On every message, a judge model decides YES/NO with a written justification: would deeper retrieval actually improve this answer? On YES, the system generates up to seven self-contained sub-questions (seeded from my Sub-Query Pool note), dispatches them one by one to LLM-free searchers (meaning, keyword, and recency searchers), and stops early once two dispatches in a row find nothing new — no point paying for diminishing returns. One verification call then filters everything found, and the answer is synthesized from survivors. The best sub-questions surface as clickable "exploration paths" that prefill my chat box — prefill, never auto-send, because a mis-click should never cost money. A ✕ Skip button cancels a run mid-flight, and the next message gets judged completely fresh. The three model slots and the cost philosophy
One rule drives the model setup, worked out in Per-Purpose Model Routing and Batch Curation Scoring: pay for permanence, save on volume.

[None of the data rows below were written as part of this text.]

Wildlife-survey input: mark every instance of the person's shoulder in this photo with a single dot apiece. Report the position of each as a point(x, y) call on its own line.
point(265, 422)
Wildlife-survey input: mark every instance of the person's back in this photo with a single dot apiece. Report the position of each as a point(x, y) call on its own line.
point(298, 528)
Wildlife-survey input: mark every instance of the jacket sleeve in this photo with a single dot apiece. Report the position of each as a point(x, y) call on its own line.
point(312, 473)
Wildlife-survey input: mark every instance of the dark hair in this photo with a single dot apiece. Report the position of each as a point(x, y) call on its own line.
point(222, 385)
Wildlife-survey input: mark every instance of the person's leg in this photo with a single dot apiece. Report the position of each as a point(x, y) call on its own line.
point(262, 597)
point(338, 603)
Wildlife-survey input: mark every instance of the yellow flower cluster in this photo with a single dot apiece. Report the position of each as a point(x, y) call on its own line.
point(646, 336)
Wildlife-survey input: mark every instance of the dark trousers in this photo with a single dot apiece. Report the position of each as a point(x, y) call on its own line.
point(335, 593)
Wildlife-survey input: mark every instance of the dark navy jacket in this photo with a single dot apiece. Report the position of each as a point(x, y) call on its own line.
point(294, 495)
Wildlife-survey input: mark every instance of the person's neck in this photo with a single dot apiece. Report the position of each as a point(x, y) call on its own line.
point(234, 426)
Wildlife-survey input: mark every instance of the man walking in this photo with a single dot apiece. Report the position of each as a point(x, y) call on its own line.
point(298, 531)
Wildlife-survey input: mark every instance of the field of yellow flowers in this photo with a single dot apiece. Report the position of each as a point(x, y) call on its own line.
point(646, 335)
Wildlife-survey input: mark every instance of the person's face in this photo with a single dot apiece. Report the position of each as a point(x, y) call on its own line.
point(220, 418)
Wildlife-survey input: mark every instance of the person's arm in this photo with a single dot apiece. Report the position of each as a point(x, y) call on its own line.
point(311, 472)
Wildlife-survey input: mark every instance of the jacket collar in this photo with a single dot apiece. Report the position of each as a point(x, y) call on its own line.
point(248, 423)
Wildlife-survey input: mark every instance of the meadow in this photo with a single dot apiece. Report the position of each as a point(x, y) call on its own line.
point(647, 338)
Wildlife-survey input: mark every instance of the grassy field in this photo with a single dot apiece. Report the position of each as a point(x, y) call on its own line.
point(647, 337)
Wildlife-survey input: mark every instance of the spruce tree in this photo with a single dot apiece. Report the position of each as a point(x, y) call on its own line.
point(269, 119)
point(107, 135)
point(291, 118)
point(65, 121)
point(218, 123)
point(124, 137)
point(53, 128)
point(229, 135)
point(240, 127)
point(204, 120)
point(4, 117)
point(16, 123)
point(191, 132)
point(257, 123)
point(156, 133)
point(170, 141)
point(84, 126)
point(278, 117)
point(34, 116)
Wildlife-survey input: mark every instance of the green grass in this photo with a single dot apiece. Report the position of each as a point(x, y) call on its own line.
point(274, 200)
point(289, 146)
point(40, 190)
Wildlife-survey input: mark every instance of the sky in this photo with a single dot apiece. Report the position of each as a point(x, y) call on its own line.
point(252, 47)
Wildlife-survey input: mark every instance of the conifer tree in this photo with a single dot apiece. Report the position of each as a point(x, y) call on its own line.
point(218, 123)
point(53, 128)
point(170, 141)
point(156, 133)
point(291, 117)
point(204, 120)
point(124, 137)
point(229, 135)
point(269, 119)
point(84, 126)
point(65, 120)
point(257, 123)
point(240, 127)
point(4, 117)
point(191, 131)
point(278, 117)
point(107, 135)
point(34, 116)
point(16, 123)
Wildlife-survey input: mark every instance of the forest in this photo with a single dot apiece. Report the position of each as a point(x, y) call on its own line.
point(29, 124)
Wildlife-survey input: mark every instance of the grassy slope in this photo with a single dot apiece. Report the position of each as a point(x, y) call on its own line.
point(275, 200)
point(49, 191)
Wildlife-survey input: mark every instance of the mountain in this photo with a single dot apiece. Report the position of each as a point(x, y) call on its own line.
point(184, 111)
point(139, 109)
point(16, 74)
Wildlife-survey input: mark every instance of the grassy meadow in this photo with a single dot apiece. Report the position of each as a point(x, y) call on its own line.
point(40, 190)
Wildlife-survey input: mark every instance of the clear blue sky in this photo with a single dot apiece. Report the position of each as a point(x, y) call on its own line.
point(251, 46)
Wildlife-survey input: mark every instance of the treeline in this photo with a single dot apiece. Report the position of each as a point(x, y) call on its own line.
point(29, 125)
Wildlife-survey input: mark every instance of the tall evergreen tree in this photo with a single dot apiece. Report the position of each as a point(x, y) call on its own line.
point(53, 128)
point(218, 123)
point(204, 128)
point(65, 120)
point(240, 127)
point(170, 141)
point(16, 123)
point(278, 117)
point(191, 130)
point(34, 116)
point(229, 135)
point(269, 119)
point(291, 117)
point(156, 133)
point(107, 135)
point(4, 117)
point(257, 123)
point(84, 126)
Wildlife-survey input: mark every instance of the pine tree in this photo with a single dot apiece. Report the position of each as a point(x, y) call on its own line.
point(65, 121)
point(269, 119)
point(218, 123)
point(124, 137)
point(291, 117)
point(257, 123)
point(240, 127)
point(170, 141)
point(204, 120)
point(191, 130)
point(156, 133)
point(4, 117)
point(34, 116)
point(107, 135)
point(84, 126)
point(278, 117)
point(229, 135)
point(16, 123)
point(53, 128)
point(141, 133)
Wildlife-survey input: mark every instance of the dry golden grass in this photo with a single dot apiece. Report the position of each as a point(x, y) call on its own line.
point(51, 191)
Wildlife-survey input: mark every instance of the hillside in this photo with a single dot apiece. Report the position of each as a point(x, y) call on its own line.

Chat model — writes the answers I read. Reasoning model — writes everything permanent: filed notes, collision metadata, discovery verdicts, blends, narrative cards. Errors here compound forever, so this slot deserves the strongest model I'll pay for. Scoring model — handles the high-volume, low-stakes judgment calls (relevance gating, curation scoring, the deep-research judge). Hundreds of calls a day, each disposable, so this stays on a cheap fast model.
When I upgrade the reasoning model, old metadata doesn't magically improve — so I added a Re-enrich All button that redoes every note's collision metadata with the current model, then rescans for the new collisions the better metadata reveals. Lessons I paid for
The frozen cards
The first version of the curated Insights page scored ~200 note pairs with a real model while the page was loading. Multi-minute hang, nothing displayed. The rule that came out of it: expensive AI work never runs while a request is waiting — it goes into a single-file background queue, and the page shows what's ready while the rest backfills. Also: test at real scale, not with five toy notes.
The timestamp trap. Re-enriching all notes would have stamped every note "modified today" — which would have silently destroyed the Recency insight ranking, because every note would look equally fresh. Fixed by making metadata updates preserve the modified date: touching a note's metadata is not the same as changing its content. Small distinction, real consequence.
Verdicts should expire with their evidence. When the system decides two notes are "not related," that verdict is stamped with a fingerprint of each note's text. Substantially edit either note and the fingerprint no longer matches — the question gets asked again. An opinion about text that no longer exists shouldn't be trusted forever.